If a space qualifies as a home office, both direct and indirect expenses are deductible, subject to the income limitation discussed below. Direct expenses (e.g., repairs made to the room used for business) are all attributable to business. Expenses that benefit the entire home (e.g., utilities, insurance, interest, property taxes or depreciation) are deducted prorata based on the home office use relative to the total. Often, this allocation is based on square footage, but other methods may be used if more appropriate.

Caution: A portion of most utilities can be deducted if a home office qualifies for deduction. But, the basic charge (including taxes) for the first telephone line provided to a residence is always a personal expense [IRC Sec. 262(b)]. Business long distance charges related to this line plus the business portion of any additional lines to the residence should be deductible.

Net Income Limitation. Home-office deductions (with the exception of otherwise deductible items like mortgage interest and taxes) are limited to the business's net income [IRC Sec. 280A(c)(5)]. The limitation is applied by deducting the business-use portion of the home office expenses in the following order:
(1) expenses allowable as a deduction in any case (e.g., mortgage interest and property taxes), which are fully deductible even if they exceed the business's net income; (2) other expenses, except for depreciation; and (3) depreciation [Prop. Reg. 1.280A-2(i)(5)]. Excess expenses from categories 2. and 3. can be carried forward, but the net income limitation applies in each succeeding year.

Self-employed taxpayers deduct their expenses (including the business portion of expenses deductible regardless of the taxpayer's trade or business activities) "above the line." For employees, home-office deductions are generally itemized miscellaneous deductions, subject to the 2% of AGI floor. But, qualified residential interest and taxes aren't subject to the 2% of AGI limitation. However, the business portion of these expenses reduces the business income available for offset by other home-office deductions.

How a Deductible Home Office Affects the Home Sale Gain Exclusion

Generally, taxpayers can exclude up to $250,000 ($500,000 for joint filers) of gain on the sale of a principal residence used as such for at least 2 of the 5 years preceding the sale. This exclusion applies even if part of the dwelling was used as a deductible home office. However, the exclusion doesn't apply to a home office that's in a separate dwelling, nor does it apply to depreciation deductions for periods after 5/6/97 [IRC Sec. 121(d)(6)]. Instead, that depreciation (i.e., unrecaptured Section 1250 gain) is taxed (generally subject to a 25% maximum tax rate) to the extent gain is realized on the home's eventual sale. This applies to depreciation that is allowed or allowable. Gain can't be avoided by foregoing depreciation deductions [IRC Secs. 121(d)(6) and 1250(b)(3)]. Still, that's not a bad deal, considering the depreciation generated a benefit at the ordinary income rate, but is recaptured as income subject to a 25% maximum rate. And, that doesn't even consider the time value of money.

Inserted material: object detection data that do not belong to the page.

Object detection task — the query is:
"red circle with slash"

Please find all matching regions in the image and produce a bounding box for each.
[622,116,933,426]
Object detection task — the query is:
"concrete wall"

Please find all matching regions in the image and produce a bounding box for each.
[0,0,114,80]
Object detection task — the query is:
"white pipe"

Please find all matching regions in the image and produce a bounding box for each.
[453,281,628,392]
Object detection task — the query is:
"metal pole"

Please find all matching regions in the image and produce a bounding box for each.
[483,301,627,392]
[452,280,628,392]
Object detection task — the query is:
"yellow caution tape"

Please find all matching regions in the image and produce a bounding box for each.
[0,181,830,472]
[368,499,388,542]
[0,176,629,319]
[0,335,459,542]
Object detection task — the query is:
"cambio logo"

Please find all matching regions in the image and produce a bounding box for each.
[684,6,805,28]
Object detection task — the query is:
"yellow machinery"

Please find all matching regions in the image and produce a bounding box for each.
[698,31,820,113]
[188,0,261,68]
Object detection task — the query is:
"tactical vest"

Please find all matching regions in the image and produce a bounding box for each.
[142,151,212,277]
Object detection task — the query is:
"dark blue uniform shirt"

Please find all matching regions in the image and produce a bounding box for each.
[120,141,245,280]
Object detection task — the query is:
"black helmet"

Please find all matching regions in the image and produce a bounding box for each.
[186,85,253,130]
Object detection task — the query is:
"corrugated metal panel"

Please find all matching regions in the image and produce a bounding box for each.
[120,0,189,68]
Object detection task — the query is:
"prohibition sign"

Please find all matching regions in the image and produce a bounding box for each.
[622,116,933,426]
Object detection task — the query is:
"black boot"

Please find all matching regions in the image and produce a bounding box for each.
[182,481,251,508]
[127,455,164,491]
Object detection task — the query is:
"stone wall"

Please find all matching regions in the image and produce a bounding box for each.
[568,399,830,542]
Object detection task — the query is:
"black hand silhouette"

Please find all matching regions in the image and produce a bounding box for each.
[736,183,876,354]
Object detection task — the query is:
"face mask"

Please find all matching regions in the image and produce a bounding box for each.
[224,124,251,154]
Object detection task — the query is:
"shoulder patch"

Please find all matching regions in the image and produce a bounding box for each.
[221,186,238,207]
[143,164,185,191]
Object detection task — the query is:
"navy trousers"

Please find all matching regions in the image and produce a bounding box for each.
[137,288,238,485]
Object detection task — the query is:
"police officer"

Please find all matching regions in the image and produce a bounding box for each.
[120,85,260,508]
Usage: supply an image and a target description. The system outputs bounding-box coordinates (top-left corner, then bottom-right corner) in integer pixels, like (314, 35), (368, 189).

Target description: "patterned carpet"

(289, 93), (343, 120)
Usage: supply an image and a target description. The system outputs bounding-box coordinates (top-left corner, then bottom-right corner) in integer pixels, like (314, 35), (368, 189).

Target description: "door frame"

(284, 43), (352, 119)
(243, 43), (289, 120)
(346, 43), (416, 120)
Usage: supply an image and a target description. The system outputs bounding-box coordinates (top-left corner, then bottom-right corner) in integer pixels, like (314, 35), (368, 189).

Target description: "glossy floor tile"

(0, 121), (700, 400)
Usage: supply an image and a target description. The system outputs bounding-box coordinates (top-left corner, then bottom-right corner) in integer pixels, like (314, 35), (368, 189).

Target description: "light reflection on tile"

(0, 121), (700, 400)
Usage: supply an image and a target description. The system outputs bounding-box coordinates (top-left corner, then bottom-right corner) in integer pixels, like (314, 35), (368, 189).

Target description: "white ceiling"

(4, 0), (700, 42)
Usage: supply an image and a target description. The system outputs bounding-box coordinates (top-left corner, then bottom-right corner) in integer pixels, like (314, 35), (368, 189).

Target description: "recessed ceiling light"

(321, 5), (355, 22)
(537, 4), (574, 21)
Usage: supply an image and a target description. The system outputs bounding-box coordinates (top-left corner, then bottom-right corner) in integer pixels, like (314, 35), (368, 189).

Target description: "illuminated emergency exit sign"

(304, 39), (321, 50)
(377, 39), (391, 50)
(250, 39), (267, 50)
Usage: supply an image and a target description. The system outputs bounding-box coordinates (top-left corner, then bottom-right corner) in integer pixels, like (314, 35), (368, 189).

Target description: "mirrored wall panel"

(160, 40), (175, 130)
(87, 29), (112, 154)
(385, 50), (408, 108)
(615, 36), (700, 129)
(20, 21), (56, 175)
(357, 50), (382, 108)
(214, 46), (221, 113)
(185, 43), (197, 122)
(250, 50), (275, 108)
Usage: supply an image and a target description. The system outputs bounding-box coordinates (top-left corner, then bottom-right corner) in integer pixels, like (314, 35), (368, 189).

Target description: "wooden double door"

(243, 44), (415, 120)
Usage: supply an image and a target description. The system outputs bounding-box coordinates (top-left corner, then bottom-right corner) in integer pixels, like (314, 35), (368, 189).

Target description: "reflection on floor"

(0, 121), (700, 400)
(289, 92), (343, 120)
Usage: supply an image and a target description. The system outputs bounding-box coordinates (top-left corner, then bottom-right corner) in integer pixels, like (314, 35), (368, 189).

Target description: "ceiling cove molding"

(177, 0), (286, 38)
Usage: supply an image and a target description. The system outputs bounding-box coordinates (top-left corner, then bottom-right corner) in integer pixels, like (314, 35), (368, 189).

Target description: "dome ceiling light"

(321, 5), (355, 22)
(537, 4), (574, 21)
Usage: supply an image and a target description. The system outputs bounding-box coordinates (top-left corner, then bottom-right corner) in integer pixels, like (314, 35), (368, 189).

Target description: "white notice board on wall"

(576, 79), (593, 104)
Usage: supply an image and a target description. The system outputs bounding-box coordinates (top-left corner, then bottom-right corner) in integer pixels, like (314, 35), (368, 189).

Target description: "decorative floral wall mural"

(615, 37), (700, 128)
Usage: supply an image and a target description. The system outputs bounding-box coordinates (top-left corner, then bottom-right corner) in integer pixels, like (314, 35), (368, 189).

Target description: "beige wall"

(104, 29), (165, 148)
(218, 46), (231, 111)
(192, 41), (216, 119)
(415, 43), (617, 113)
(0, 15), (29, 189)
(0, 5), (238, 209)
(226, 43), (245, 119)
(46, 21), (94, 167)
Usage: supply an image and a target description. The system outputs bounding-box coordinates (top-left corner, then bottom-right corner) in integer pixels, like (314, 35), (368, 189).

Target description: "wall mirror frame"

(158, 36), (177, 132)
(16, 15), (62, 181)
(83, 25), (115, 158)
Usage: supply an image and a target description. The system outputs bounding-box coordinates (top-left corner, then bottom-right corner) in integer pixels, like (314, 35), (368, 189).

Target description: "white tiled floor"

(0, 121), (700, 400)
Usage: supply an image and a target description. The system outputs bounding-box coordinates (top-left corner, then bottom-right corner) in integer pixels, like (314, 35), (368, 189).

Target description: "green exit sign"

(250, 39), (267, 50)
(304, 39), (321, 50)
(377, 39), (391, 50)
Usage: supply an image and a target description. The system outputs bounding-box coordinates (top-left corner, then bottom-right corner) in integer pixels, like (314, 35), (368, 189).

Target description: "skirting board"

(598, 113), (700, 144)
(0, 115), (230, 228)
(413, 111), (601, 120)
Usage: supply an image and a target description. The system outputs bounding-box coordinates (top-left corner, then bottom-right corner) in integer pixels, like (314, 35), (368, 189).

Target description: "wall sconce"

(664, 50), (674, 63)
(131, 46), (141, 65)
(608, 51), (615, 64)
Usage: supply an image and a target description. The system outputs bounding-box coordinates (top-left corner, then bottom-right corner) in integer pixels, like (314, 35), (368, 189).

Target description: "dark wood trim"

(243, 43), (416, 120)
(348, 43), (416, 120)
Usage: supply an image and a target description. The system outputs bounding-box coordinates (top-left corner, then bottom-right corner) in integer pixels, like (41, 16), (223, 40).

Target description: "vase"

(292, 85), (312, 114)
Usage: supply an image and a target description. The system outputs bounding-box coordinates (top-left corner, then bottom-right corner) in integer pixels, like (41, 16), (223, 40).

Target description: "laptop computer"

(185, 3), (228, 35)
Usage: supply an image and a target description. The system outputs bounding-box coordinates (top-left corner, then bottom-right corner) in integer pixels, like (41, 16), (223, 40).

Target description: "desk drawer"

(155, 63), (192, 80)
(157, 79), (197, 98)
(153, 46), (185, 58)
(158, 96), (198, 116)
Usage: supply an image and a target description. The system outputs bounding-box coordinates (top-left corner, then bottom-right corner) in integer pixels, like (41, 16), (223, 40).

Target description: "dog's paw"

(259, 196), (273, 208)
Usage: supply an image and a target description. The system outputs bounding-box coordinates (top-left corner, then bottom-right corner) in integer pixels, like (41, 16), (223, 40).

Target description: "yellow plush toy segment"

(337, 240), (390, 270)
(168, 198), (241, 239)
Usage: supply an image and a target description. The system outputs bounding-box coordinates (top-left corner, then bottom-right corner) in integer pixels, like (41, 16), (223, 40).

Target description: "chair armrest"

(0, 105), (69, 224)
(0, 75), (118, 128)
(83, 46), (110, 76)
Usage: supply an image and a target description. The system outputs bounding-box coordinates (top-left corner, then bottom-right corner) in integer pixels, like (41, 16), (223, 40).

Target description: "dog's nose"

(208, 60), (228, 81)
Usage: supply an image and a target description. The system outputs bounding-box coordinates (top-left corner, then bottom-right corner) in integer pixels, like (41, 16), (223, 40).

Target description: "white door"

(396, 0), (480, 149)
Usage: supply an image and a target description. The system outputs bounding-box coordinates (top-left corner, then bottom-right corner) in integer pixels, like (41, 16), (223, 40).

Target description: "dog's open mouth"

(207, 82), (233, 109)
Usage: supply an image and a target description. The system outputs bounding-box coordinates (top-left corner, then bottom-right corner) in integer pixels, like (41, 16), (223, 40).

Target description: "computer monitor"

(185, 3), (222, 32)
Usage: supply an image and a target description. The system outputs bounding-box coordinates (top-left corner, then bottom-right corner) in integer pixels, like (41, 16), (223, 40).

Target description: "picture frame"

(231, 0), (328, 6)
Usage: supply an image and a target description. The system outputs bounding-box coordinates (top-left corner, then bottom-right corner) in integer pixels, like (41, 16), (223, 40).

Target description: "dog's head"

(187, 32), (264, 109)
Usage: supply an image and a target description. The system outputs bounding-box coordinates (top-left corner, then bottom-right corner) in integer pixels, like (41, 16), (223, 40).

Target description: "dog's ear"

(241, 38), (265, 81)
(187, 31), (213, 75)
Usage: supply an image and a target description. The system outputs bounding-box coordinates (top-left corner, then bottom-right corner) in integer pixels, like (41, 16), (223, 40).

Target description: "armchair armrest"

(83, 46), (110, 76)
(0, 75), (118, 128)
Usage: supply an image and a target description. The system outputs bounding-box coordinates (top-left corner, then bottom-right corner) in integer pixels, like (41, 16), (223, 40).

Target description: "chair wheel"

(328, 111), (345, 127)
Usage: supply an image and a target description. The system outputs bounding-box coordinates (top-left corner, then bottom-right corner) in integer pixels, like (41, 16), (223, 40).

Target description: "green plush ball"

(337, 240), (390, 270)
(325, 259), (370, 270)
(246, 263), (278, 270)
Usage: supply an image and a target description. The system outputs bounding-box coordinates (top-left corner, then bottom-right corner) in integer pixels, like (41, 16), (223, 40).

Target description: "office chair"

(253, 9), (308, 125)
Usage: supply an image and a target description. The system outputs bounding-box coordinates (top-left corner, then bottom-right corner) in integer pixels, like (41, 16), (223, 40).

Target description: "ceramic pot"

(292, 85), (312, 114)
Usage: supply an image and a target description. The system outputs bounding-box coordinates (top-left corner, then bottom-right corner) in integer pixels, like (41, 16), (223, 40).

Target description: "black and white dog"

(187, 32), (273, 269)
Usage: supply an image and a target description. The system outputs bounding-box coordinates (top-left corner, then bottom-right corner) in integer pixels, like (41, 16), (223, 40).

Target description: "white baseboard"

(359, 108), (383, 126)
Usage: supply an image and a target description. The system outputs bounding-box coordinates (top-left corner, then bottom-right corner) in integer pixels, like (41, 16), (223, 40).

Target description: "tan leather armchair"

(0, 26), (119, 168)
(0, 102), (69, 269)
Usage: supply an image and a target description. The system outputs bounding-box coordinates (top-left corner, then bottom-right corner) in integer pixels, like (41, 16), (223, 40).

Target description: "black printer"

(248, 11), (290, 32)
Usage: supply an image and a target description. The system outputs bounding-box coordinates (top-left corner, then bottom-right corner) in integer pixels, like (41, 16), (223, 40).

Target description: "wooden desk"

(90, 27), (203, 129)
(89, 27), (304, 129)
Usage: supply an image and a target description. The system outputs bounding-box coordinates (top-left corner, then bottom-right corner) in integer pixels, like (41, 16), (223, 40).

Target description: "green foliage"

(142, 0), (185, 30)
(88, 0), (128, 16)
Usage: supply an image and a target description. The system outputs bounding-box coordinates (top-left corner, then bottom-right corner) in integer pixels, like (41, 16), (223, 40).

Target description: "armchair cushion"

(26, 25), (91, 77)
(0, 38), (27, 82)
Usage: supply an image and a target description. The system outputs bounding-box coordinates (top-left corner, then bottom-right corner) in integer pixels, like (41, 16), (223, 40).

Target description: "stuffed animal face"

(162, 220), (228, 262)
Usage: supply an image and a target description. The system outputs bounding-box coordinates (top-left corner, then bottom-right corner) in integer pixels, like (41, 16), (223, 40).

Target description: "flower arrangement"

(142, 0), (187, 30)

Example 3: James has used part of his home as a deductible office ever since he bought it 9 years ago. He has deducted $12,000 of post-5/6/97 depreciation on the home office. In 2004, he sells the home at a $150,000 gain. James meets the 2-out-of-5 year test for the part of his home not used as an office. Because the office is in the same dwelling unit as the residential portion of the home, James reports a single gain of $150,000, of which he excludes $138,000 ($150,000 - $12,000 unrecaptured Section 1250 gain, which is subject to a 25% maximum rate).